Body Language is an erotic potboiler which stars Tom Berenger as a married lawyer who begins an obsessive sexual relationship with stripper Heidi Seinz. But Seinz is married to a crook, and when he finds out that Berenger is her lover, and is defending a man accused of murder, he starts blackmailing him.

The film’s hotter moments include a bedroom scene featuring Berenger and screen wife Nancy Travis, after which Travis cavorts topless in their kitchen. Another steamy sequence occurs when Berenger goes to watch Seinz’ act at a strip club.

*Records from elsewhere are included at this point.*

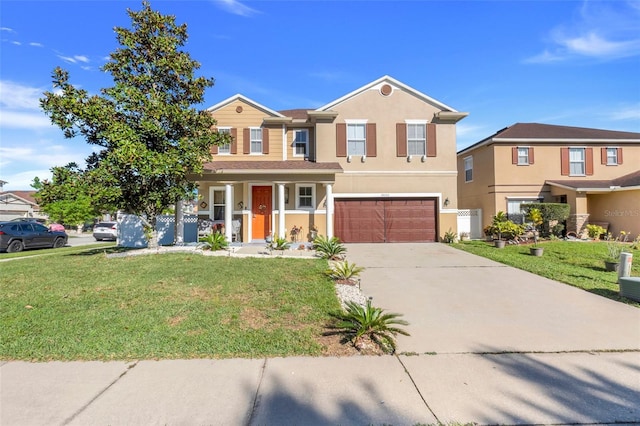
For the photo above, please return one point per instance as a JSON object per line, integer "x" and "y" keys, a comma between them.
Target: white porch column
{"x": 281, "y": 230}
{"x": 329, "y": 216}
{"x": 228, "y": 211}
{"x": 179, "y": 223}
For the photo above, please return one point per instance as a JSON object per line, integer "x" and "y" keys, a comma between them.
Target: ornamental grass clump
{"x": 361, "y": 322}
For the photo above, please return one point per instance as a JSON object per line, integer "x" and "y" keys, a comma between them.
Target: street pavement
{"x": 489, "y": 344}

Coming on in a sailor suit, she does an on-screen striptease and he stuffs money into her underwear. The two then have an abortive romp in Seinz’ dressing room, cut short by the arrival of her husband.

Then they… you get the picture. Or rather, you don’t, because CyBC decides you shouldn’t be watching such smut.

Body Language was originally made for an American cable network, which allows far more explicit scenes than any terrestrial channel.

No-one at CyBC was available for comment yesterday, and it is not known if it received complaints from viewers about the film’s raunchiness.

But Greek press reports yesterday said that members of the public had tried to contact CyBC to complain about Body Language being cut short, but there was no-one at CyBC answering the phones.

One angry viewer told The Sunday Mail yesterday: “I thought I was going mad. I switched channels for a minute, and when I came back to CyBC1, I thought the Greek film was another trailer. But then there were the credits, and it just didn’t stop.”

“You can’t just cut a film with no warning in the middle and pretend nothing has happened. It spoils the night of many thousands of viewers. And if you think a film is fit to be shown after 9pm, then why not have the courage to show it in its entirety?”

The viewer also pointed out that the film “wasn’t actually pornographic” and added that “given the plot, that he’s going out with a stripper, it’s a bit hard not to show anything.”